Query with Data Statistics¶
Description¶
Elastic Search is the underlying search engine that CM-Well uses when performing a query (which involves a full-text search on infoton field values). Elastic Search supports several types of statistical metrics of field values within a given group of infotons. For example, using statistical features, you can discover how many distinct values there are for a certain field in a certain group of infotons. (The Elastic Search statistical feature is called "aggregations", and you may see some references to this term in the search syntax and results.)
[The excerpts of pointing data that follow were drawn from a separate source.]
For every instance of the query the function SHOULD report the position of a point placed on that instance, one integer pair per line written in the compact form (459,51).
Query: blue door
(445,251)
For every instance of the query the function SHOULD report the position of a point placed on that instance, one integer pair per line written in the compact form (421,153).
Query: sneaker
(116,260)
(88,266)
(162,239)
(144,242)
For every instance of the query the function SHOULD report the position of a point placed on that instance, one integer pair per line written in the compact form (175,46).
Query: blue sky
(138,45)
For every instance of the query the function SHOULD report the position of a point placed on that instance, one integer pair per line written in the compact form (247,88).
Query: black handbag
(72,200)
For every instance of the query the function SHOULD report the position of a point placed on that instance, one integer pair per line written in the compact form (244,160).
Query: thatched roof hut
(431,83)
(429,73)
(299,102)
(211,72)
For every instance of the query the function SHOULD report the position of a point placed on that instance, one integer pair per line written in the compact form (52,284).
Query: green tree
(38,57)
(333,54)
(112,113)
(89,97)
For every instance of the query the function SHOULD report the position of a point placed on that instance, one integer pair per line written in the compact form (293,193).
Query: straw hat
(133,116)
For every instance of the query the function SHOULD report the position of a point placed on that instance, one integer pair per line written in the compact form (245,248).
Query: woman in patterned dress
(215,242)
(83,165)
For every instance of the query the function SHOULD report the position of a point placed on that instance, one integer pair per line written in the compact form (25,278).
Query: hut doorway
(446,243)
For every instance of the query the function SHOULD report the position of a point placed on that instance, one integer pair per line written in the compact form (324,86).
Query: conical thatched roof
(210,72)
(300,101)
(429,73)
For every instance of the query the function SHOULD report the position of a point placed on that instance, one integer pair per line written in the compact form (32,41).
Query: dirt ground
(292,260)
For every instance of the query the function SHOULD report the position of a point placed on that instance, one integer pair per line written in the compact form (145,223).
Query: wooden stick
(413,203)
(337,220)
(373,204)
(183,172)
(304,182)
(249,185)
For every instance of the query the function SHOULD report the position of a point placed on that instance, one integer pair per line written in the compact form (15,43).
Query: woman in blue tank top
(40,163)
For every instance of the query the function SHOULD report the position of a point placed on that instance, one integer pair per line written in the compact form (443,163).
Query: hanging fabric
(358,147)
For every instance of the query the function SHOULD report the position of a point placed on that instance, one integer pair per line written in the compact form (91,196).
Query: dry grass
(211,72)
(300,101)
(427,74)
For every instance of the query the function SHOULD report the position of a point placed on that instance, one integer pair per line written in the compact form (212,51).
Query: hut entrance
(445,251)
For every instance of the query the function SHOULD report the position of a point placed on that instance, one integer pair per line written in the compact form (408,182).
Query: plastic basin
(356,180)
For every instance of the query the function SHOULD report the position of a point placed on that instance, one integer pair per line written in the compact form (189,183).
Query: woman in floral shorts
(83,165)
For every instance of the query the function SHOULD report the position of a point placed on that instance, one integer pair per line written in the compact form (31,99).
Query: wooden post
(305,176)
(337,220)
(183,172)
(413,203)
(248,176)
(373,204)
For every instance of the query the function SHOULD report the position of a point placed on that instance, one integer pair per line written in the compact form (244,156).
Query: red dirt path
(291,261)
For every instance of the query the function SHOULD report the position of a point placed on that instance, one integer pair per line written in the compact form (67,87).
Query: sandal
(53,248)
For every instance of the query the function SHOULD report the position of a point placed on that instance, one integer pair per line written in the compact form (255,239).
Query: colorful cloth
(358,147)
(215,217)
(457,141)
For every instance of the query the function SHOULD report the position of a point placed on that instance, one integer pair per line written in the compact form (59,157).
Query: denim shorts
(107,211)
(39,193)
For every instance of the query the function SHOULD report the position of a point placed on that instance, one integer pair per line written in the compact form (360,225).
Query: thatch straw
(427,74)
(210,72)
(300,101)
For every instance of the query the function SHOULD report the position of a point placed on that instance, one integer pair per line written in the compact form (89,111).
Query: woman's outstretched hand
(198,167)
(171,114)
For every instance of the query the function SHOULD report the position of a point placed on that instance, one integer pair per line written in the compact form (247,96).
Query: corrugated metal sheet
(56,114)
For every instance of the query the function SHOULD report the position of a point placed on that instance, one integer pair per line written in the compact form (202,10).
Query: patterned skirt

CM-Well passes the statistical query to Elastic Search, which performs the analysis and returns its results, which are passed back to the caller. You can learn more about Elastic Search aggregation options here.
Note
You can use all the regular CM-Well query parameters such as qp, recursive, date filters and so on, before applying a statistical query. The statistical analysis is applied on the subset of the data that passes the filters.
Syntax¶
URL: <hostURL>/<PATH>
REST verb: GET
Mandatory parameters: op=stats&ap=type:<statsType>,field:<statsField>
Template:
<cmwellPath>?op=stats&ap=type:<statsType>,field:<statsField>,name:<outputName>&format=<outputFormat>
URL example:
<cm-well-host>/permid.org?op=stats&ap=type:card,name:MyCurrencyStats,field:iso4217.currency&format=json&pretty
Curl example (REST API):
Curl -X GET "<cm-well-host>/permid.org?op=stats&ap=type:card,name:MyCurrencyStats,field:iso4217.currency&format=json&pretty"
Special Parameters¶
Parameter | Description | Values | Example |
---|---|---|---|
ap | Aggregation parameters that define the statistical query type and field. | See below in this table. | |
type | The type of statistical query to perform. See Using Elastic Search Statistics to learn more. | card, stats, term, sig | ap=type:card |
name | Optional. If supplied, its value is returned as the name value in the response. | Any string | ap=name:MyQueryName |
field | The name of the field on whose values you want to apply the query. | Any valid CM-Well field name | ap=field:CommonName.mdaas |
Code Example¶
Call¶
curl "<cm-well-host>/permid.org?op=stats&ap=type:card,name:MyCurrencyStats,field:iso4217.currency&format=json&pretty"
Results¶
{ "AggregationResponse" : [ { "name" : "MyCurrencyStats", "type" : "CardinalityAggregationResponse", "filter" : { "name" : "MyCurrencyStats", "type" : "CardinalityAggregation", "field" : "iso4217.currency" }, "count" : 266 } ] }
Note
- All counts returned by statistical queries are approximate. This is because Elastic Search is a distributed application, and data updates may take time to replicate on all machines. Usually counts are accurate to within 5%-10% of the true value. Accuracy is affected by the optional precision_threshold parameter.
- The values defined in ap (aggregation parameters) are passed on to Elastic Search as they are.
- The aggregation parameters must be passed in this order:
Type | Parameter Order | Defaults |
---|---|---|
term | type:term[,name:MyName],field(:|::)MyFieldName[,size:MySize][subaggregations] | size = 10 |
sig | type:sig[,name:MyName],field(:|::)MyFieldName[,backgroundTerm:FieldName*Value][,minDocCount:MyCount][,size:MySize][subaggregations] | size = 10, minDocCount = 10 |
card | type:card[,name:MyName],field(:|::)MyFieldName[,precisionThreshold:MyLong] | |
stats | type:stats[,name:MyName],field(:|::)MyFieldName |
- The output format must be one of: csv, json, jsonl.
- When using sub-queries, you can only request a total of 2 queries with the csv format, as a table only has 2 dimensions. For larger numbers of queries, use the json format, which has no limit on its nesting levels.